If you have the latest super-duper whizzy machine, don’t wish to distribute scripts or advice for more general use, process only relatively short lists, aren’t dealing with repeat-intensive situations and/or haven’t otherwise optimised your script for performance - then don’t worry about it. Otherwise, referencing might (among other optimisation techniques) be worth considering.

The following demo script, which perhaps illustrates the point better than anything I might say, could take some time (up to a few minutes) to execute on some machines.

Requires GetMilliSec:

property rtf1 : "{\\rtf1\\mac\\ansicpg10000\\cocoartf824\\cocoasubrtf330
\\readonlydoc1{\\fonttbl\\f0\\fswiss\\fcharset77 Helvetica;\\f1\\fswiss\\fcharset77 Helvetica-Bold;\\f2\\fswiss\\fcharset77 Helvetica-Oblique;
}
{\\colortbl;\\red255\\green255\\blue255;\\red0\\green51\\blue204;\\red204\\green0\\blue0;\\red204\\green204\\blue204;
}
\\paperw11900\\paperh16840\\margl1440\\margr1440\\vieww12740\\viewh"
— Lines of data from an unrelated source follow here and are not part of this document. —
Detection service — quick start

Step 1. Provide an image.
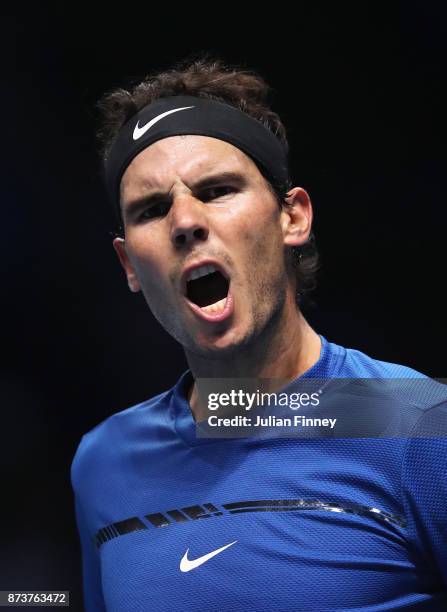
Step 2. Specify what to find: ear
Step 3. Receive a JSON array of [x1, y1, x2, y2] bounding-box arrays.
[[281, 187, 313, 246], [113, 238, 141, 293]]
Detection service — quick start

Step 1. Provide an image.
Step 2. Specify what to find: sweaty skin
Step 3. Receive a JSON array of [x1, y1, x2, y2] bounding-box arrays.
[[113, 135, 321, 416]]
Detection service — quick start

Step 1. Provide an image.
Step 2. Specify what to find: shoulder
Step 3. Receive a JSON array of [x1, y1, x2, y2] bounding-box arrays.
[[71, 389, 172, 491], [342, 348, 428, 378]]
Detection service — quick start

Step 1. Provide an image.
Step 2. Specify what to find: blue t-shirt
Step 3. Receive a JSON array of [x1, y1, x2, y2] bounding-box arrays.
[[72, 336, 447, 612]]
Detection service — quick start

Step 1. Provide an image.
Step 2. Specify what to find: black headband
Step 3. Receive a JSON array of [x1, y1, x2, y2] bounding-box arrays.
[[105, 96, 289, 225]]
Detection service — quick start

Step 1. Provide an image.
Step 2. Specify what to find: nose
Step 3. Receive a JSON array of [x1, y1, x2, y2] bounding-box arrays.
[[169, 195, 209, 247]]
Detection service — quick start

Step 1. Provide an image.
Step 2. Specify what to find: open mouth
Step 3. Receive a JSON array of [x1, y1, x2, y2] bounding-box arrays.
[[186, 264, 230, 314]]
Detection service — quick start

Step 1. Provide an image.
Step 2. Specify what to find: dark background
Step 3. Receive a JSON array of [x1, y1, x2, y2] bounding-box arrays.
[[0, 2, 447, 610]]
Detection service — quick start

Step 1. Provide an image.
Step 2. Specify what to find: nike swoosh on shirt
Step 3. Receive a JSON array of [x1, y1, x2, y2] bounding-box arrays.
[[180, 540, 237, 572], [133, 106, 194, 140]]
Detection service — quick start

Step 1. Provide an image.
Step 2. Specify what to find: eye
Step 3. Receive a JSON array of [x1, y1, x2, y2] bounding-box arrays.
[[138, 202, 171, 221]]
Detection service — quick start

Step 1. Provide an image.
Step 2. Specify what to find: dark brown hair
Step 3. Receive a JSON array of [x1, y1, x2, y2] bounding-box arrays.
[[97, 56, 318, 304]]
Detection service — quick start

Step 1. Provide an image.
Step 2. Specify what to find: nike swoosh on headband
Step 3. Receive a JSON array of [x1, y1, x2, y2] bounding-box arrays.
[[180, 540, 237, 572], [133, 106, 195, 140]]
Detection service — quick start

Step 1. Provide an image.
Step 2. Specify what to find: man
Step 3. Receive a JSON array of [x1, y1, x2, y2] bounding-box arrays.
[[72, 61, 447, 612]]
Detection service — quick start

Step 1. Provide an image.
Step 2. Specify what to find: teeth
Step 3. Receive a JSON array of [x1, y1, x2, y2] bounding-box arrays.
[[202, 298, 227, 313], [186, 265, 217, 281]]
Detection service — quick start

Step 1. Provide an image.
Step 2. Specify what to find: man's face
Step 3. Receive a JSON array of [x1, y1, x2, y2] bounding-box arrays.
[[114, 135, 306, 357]]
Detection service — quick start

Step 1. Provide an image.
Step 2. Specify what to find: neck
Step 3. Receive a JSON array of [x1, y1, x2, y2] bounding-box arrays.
[[186, 292, 321, 420]]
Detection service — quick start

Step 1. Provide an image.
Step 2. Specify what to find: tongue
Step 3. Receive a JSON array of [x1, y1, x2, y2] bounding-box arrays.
[[201, 298, 227, 313]]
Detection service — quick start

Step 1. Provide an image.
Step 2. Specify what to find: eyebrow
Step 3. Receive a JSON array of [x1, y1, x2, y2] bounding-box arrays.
[[123, 171, 248, 218]]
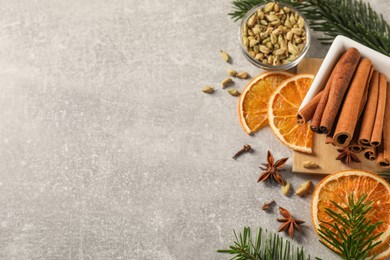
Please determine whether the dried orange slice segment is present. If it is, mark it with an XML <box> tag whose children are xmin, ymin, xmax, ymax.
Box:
<box><xmin>238</xmin><ymin>71</ymin><xmax>293</xmax><ymax>134</ymax></box>
<box><xmin>268</xmin><ymin>74</ymin><xmax>314</xmax><ymax>153</ymax></box>
<box><xmin>311</xmin><ymin>170</ymin><xmax>390</xmax><ymax>259</ymax></box>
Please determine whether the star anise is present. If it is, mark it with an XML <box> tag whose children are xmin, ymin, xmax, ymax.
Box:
<box><xmin>276</xmin><ymin>207</ymin><xmax>305</xmax><ymax>238</ymax></box>
<box><xmin>257</xmin><ymin>151</ymin><xmax>288</xmax><ymax>186</ymax></box>
<box><xmin>336</xmin><ymin>148</ymin><xmax>361</xmax><ymax>165</ymax></box>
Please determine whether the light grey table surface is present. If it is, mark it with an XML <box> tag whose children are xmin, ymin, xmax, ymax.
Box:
<box><xmin>0</xmin><ymin>0</ymin><xmax>390</xmax><ymax>260</ymax></box>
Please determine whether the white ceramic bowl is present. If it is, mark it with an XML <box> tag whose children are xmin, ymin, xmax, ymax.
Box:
<box><xmin>300</xmin><ymin>35</ymin><xmax>390</xmax><ymax>109</ymax></box>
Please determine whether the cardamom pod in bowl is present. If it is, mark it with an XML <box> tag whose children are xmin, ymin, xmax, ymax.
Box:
<box><xmin>239</xmin><ymin>2</ymin><xmax>310</xmax><ymax>70</ymax></box>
property rtf2 : "\\viewkind0
\\pard\\tx280\\tqr\\tx2260\\tqr\\tx4540\\tqr\\tx6240\\tqr\\tx7940\\tqr\\tx9640\\tqr\\tx12480\\ql\\qnatural\\pardirnatural

\\f0\\fs24 \\cf0 \\up4 \\
\\pard\\tqc\\tx1280\\tqc\\tx5220\\tqc\\tx8600\\tqr\\tx12480\\ql\\qnatural\\pardirnatural
\\cf0 \\up0 \\super 	
\\f1\\b List Length	\\cf2 Direct Access\\cf0 	\\cf3 Script Object\\cf0 	Speed Comparison
\\f0\\b0 \\
\\pard\\tx280\\tqr\\tx2260\\tqr\\tx4540\\tqr\\tx6240\\tqr\\tx7940\\tqr\\tx9640\\tqr\\tx12480\\ql\\qnatural\\pardirnatural

\\f2\\i \\cf0 \\dn4 \\ul \\ulc0 	items	growth	\\cf2 \\ulc2 ms	growth\\cf0 \\ulc0 	\\cf3 \\ulc3 ms	growth\\cf0 \\ulc0 	factor
\\f0\\i0 \\
"
property base0 : missing value
property base1 : missing value
property base2 : missing value

on access_times from current_list for list_count against curr_test
	set m1 to GetMilliSec
	repeat with i from 1 to list_count
		set current_list's item i to current_list's item i
	end repeat
	set m2 to GetMilliSec
	script o
		property l : current_list
	end script
	repeat with i from 1 to list_count
		set o's l's item i to o's l's item i
	end repeat
	set m3 to GetMilliSec
	set t1 to m2 - m1
	set t2 to m3 - m2
	if t1 is 0 or t2 is 0 then return "\\f2\\i \\cf4 results too small for comparison" & return & "\\f0\\i0 \\cf0 \\'ca	\\'ca	\\'ca	\\'ca	\\'ca	\\"
	if base0 is missing value then
		set base0 to curr_test
		set base1 to t1
		set base2 to t2
	end if
	list_count & tab & (2 ^ (curr_test - base0) div 1) & tab & "\\cf2 \\ulc2 " & t1 div 1 & tab & (round (t1 / base1)) & "\\cf0 \\ulc0 " & tab & "\\cf3 \\ulc3 " & t2 div 1 & tab & (round (t2 / base2)) & "\\cf0 \\ulc0 " & tab & "x " & (round (t1 / t2)) & "\\"
end access_times

to compare_access_times at result_file from list_count for test_count
	set current_list to {"test"}
	repeat while (count current_list) < list_count
		set current_list to current_list & current_list
	end repeat
	set current_list to current_list's items 1 thru list_count
	set file_ref to open for access result_file with write permission
	try
		set eof file_ref to 0
		write rtf1 & 2500 - 1.2 mod (application "TextEdit"'s version) div 1.2 * 1120 + 360 * test_count & rtf2 to file_ref
		access_times from current_list for list_count against 1 (* a first run can be less reliable - so don't record initial results *)
		set base0 to missing value
		repeat with curr_test from 1 to test_count
			write return & tab & (access_times from current_list for list_count against curr_test) to file_ref
			set list_count to list_count * 2
			set current_list to current_list & current_list
		end repeat
		set eof file_ref to (get eof file_ref) - 1
		write "}" to file_ref
	end try
	close access file_ref
end compare_access_times

launch application "TextEdit"
set result_file to ((path to desktop as Unicode text) & "List Access Times.rtf") as file specification

compare_access_times at result_file from 250 for 6
(* 'from' [initial number of listed items] 'for' [number of rows] (in which list length is doubled each time) *)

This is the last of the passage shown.